Updated: Mar 15, 2022
You may be wondering, why would I invest in an index fund or an Exchange Traded Fund (ETF) when I can buy an individual stock or a commodity (e.g. gold, oil, or precious metals) to meet my financial goals? First let’s step back to define what is an Index Fund or an ETF? Think of an Index Fund or ETF as a basket of stocks that make up the stocks that are traded on an Index like the Dow Jones or the S&P 500. It could also be an investment sector like Technology or Energy, and it tries to have the same performance of the index or sector that it is tracking. What makes the Index Fund or the ETF attractive is because of its diversity of investments. It has so many stocks in the fund that it provides some level of cushion to help manage the big swings that may come from owning individual stocks or commodities. Investing should be long-term. Unless you are into trading stocks and commodities, when using Index Funds and ETFs, you can usually set it and forget it.
I will illustrate using the investment action that took place in the Energy Sector on March 9, 2022. The Energy Sector is very sensitive right now due to the Russia-Ukraine war and because Russia is a major producer and exporter of oil on the global market. The war brings supply concerns that might affect the price of oil.

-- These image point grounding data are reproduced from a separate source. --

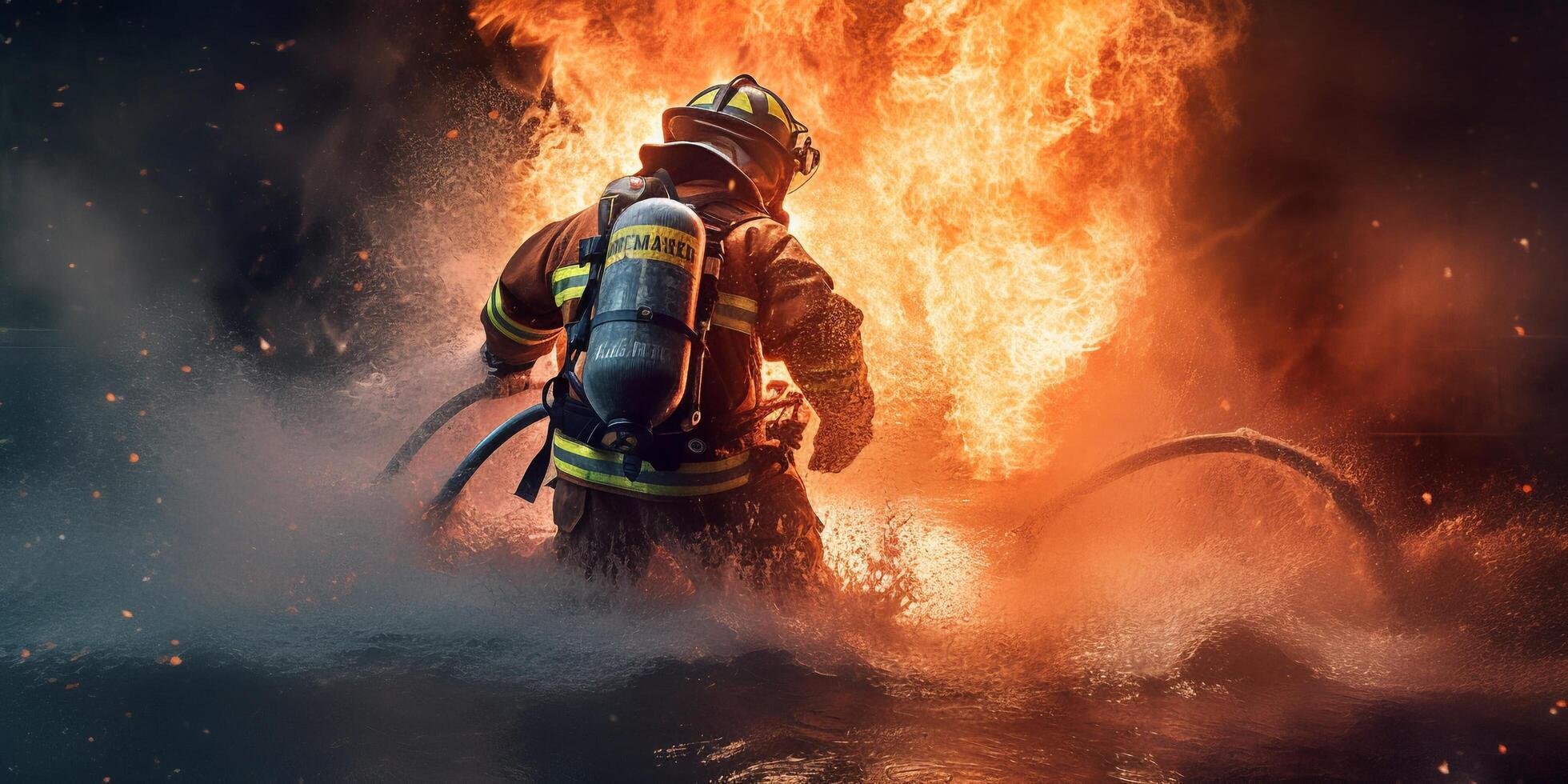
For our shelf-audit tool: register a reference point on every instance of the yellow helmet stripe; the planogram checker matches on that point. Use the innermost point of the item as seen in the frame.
(742, 102)
(775, 109)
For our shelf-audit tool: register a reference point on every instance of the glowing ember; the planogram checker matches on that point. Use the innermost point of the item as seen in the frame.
(991, 282)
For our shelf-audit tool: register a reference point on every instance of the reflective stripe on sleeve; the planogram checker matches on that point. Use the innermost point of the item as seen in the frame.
(506, 325)
(736, 313)
(568, 282)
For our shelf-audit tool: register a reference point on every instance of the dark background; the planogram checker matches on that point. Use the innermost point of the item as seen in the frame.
(1440, 122)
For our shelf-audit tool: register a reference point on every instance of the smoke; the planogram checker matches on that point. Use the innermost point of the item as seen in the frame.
(269, 546)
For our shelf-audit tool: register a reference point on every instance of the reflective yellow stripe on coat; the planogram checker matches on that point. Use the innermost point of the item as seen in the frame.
(568, 282)
(506, 325)
(581, 462)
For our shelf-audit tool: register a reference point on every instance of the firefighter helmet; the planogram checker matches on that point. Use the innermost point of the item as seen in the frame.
(762, 126)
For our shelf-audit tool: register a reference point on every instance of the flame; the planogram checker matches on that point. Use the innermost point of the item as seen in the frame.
(993, 184)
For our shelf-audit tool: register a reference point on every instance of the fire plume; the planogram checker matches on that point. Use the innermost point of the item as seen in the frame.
(994, 173)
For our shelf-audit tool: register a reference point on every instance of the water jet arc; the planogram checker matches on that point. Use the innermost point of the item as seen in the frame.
(1347, 499)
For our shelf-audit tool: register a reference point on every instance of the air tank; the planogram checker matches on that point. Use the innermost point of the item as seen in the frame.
(635, 366)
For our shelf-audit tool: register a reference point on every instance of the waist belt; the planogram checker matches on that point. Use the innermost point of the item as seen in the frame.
(593, 466)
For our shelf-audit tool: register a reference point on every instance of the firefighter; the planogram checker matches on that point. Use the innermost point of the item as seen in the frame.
(733, 153)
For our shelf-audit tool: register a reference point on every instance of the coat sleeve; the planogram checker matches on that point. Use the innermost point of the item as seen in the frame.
(519, 315)
(814, 330)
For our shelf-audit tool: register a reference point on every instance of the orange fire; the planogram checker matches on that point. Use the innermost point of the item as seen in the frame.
(994, 173)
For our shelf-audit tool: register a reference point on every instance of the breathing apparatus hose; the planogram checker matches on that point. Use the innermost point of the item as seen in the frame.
(436, 419)
(1380, 549)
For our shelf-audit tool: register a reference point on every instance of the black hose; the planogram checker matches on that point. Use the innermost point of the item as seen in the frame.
(433, 422)
(1382, 552)
(442, 502)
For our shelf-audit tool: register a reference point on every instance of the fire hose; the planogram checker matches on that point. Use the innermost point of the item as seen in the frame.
(1380, 549)
(441, 504)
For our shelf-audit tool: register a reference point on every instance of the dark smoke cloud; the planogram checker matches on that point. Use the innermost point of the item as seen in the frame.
(1377, 223)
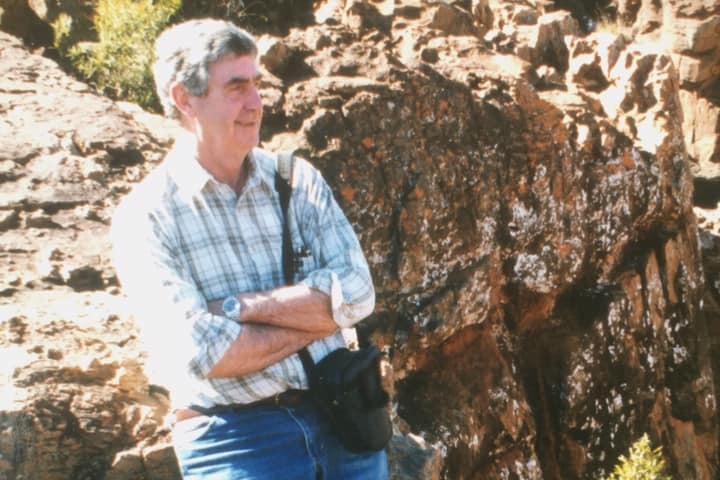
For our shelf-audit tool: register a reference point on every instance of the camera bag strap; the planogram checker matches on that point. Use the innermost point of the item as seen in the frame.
(283, 185)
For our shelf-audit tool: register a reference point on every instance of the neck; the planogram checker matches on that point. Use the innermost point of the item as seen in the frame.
(228, 167)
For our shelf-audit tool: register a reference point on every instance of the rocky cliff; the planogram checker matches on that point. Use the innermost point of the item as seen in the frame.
(524, 194)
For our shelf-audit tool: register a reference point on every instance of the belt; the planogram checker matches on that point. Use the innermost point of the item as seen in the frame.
(288, 398)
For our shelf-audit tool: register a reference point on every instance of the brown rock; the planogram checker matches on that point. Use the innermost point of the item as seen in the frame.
(535, 252)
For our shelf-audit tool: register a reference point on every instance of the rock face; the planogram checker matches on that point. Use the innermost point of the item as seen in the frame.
(524, 196)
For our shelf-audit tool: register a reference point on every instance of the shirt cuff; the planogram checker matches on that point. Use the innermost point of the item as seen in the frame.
(329, 283)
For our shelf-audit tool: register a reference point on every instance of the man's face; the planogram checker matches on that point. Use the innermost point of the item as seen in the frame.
(227, 119)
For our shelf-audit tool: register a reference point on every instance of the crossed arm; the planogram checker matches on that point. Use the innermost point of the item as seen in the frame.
(276, 323)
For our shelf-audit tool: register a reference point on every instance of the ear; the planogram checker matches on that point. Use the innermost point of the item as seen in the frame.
(181, 99)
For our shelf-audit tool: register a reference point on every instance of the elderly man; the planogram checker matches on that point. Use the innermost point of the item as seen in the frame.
(198, 251)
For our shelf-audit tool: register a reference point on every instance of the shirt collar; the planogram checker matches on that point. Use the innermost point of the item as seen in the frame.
(191, 177)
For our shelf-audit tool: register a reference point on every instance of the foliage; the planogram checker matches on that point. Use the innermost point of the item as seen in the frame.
(120, 63)
(643, 463)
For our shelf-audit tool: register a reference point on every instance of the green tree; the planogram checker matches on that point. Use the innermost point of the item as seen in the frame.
(643, 463)
(119, 64)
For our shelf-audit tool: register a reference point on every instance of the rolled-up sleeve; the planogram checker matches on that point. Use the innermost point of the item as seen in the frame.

Table 1: Investment Type Comparison Table
As you can see with this example, the price swing in just one day was very big depending on your investment. All types of investments lost value on this day, however due to the diversification of the investments in an Index Fund or ETF, the % swing was not as big as it was by owning the oil commodity or by stock ownership in a company like Exxon Mobile. Of course, the opposite also would be true for an increase in value. The commodity or individual stock would increase in value by a greater percentage than the Index Fund or ETF.
However the thing to keep in mind is that you can reach your wealth-building goals without having to experience the big price swings that may come from owning an individual stock or a commodity. With an Index Fund or ETF, the price swings are not as big, and the average investment returns over time will help you achieve your financial goals and keep your wealth-building on track. Index Funds and ETFs provide some peace of mind so that you can stay focused on your job, business, or the things that you enjoy while your investments continue to work for you. Slow and steady wins the race.